MAXIMIAN of SYRACUSE, a native of Sicily and member of St. Gregory the Dialogist’s (3rd September) monastic community on the Coelian Hill in Rome. St. Maximian served Popes Pelagius II (r. 579–590) and St. Gregory the Dialogist (r. 590–604) as Papal Apocrisiarius to Constantinople. In 591 St. Maximian was recalled to Rome and appointed by St. Gregory Bishop of Syracuse and Papal Legate in Sicily. St. Maximian reposed in the third year of his Episcopate. In his letters St. Gregory eulogises him as “a man of holy memory, a most faithful servant of God, a worthy Father of his Church, and after death a member of the Heavenly Choir.”

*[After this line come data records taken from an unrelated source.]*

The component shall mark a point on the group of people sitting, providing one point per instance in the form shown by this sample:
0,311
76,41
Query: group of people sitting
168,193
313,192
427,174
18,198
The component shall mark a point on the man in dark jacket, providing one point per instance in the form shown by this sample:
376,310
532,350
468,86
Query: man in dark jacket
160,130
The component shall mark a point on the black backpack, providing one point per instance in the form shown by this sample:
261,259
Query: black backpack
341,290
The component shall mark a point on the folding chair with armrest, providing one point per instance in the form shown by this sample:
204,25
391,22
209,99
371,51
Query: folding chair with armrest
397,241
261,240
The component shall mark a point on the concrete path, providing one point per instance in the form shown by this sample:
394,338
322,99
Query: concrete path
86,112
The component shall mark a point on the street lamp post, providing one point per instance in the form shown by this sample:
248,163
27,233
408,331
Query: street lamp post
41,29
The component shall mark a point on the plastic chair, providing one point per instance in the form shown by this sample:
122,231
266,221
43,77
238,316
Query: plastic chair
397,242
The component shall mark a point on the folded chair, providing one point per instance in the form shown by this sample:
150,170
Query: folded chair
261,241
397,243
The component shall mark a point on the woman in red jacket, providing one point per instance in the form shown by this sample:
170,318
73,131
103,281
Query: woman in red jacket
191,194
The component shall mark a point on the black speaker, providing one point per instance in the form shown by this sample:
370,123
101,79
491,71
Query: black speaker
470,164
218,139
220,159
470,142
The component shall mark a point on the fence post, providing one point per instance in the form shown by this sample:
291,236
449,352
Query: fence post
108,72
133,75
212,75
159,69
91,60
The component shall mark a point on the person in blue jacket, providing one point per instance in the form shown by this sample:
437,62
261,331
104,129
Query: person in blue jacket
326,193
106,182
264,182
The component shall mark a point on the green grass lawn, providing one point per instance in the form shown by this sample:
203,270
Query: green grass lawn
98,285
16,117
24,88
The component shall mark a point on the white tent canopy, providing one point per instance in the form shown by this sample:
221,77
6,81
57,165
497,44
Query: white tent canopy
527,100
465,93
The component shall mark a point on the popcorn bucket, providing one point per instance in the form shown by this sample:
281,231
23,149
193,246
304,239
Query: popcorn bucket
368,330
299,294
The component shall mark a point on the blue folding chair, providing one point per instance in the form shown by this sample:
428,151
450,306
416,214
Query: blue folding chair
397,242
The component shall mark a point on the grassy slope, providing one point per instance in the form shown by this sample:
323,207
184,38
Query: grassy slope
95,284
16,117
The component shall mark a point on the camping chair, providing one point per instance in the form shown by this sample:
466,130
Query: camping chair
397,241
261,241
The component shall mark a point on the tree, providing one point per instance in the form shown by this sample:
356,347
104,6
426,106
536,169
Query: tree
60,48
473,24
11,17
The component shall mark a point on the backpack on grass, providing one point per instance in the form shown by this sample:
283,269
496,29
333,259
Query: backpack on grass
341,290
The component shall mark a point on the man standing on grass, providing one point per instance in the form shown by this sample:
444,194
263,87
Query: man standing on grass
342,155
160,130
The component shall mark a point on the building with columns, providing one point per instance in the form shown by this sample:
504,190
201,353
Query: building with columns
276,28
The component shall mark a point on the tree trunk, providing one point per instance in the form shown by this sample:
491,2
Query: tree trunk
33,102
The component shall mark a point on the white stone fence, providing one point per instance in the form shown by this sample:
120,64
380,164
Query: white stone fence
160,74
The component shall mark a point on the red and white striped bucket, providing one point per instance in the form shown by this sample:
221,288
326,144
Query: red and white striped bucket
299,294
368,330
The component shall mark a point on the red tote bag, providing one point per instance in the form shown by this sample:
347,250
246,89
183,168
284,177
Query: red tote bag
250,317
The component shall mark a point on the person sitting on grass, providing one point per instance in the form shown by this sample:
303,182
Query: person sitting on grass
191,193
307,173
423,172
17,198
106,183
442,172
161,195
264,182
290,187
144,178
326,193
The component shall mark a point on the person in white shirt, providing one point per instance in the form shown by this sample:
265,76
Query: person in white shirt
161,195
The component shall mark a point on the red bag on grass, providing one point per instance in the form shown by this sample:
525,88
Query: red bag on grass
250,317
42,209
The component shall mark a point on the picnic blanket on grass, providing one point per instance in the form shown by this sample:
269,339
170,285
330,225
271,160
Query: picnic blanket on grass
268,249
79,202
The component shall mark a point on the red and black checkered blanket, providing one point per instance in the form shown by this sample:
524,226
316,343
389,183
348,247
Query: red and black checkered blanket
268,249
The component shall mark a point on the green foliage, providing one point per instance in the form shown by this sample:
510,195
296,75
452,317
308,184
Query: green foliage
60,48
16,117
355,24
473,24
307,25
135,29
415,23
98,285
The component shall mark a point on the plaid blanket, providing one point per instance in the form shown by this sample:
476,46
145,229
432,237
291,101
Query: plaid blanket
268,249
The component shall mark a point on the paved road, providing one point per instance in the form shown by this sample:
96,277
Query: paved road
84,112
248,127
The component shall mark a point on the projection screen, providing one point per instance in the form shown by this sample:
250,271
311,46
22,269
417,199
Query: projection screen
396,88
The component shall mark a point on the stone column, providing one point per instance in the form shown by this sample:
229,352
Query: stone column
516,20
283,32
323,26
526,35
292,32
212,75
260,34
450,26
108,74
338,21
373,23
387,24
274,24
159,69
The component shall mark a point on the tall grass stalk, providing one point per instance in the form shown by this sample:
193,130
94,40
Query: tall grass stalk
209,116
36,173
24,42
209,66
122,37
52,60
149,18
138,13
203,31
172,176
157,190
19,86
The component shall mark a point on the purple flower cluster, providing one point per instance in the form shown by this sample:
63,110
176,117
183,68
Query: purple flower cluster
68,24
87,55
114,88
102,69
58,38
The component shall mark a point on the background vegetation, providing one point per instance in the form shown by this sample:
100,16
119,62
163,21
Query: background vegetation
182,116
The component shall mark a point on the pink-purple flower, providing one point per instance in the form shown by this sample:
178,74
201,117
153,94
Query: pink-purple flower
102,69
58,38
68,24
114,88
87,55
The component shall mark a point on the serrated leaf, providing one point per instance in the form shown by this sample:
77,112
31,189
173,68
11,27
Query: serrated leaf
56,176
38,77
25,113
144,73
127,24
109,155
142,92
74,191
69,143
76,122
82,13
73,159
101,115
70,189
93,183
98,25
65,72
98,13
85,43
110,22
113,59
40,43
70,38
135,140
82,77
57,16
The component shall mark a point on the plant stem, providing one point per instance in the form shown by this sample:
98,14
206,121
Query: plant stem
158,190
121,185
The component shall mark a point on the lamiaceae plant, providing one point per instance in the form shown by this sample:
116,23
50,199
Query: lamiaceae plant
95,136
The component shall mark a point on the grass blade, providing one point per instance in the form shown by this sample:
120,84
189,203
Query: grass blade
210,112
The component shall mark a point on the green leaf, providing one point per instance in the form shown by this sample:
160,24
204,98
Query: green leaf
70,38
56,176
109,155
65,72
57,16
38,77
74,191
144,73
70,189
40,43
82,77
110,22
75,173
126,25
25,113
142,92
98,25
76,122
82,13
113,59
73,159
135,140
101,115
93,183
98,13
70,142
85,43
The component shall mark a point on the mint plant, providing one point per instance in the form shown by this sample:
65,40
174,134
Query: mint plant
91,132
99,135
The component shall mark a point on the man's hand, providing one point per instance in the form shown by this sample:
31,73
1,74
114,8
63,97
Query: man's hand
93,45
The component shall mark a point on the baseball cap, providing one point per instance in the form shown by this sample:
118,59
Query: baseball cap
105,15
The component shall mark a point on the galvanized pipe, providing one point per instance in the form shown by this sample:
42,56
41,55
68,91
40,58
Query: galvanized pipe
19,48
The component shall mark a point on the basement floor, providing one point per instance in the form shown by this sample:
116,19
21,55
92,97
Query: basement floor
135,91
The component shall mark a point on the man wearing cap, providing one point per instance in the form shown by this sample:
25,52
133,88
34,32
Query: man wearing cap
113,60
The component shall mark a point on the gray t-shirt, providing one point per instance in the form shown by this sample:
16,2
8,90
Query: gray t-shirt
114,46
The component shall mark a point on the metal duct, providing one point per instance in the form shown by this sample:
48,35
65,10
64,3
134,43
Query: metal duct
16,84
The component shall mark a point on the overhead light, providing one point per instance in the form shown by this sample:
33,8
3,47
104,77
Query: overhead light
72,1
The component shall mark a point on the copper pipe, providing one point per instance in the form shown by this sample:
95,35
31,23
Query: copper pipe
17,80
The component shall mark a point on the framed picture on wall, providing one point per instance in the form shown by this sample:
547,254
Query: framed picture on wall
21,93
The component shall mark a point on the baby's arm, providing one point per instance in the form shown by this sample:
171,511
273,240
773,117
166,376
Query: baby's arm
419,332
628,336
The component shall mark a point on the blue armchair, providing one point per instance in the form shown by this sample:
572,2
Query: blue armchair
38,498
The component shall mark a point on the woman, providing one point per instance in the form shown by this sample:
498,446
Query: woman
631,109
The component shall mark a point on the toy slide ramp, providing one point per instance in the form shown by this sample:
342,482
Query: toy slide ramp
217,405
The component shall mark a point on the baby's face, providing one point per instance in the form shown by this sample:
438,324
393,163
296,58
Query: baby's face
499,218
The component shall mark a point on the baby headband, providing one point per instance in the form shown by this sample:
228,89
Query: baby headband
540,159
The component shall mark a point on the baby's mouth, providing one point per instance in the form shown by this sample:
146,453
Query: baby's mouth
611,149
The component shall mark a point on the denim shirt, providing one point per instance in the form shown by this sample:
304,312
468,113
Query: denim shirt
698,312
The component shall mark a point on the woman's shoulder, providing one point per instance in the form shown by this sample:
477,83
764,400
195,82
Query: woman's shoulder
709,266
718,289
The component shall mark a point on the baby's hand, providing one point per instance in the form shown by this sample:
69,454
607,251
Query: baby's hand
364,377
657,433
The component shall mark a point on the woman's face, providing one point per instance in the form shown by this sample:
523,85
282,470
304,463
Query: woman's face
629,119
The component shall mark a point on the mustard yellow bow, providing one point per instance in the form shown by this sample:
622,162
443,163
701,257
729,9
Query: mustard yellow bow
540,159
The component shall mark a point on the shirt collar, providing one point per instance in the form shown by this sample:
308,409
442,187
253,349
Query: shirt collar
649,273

PRIMUS and FELICIAN, two elderly brothers martyred during the Diocletianic Persecution (303–313). Their unreliable acta and other legends claim they were scourged, or thrown to lions, or tortured and then beheaded, however, all of them do agree they met their end on the Via Nomentana in Rome.

VINCENT of AGEN, a deacon who was spread out and staked to the floor, after which he was scourged and then beheaded, some sources say as a sacrifice to a pagan god. His martyrdom took place at Agen in Gascony (France) circa 292.

Prior to the Schism the Patriarchate of Rome was Orthodox, and fully in communion with the Orthodox Church. As Saint John of Shanghai and San Francisco +1966 said “The West was Orthodox for a thousand years, and her venerable Liturgy is far older than any of her heresies”.

Details of British Saints excerpted from Orthodox Saints of the British Isles.
Details of continental saints from these sources.

In many cases there are several spelling versions of the names of saints from the British Isles. I use the Oxford Dictionary of National Biography version as the primary version with the more prevalent version in parenthesis e.g. Ceadda (Chad) of Lichfield.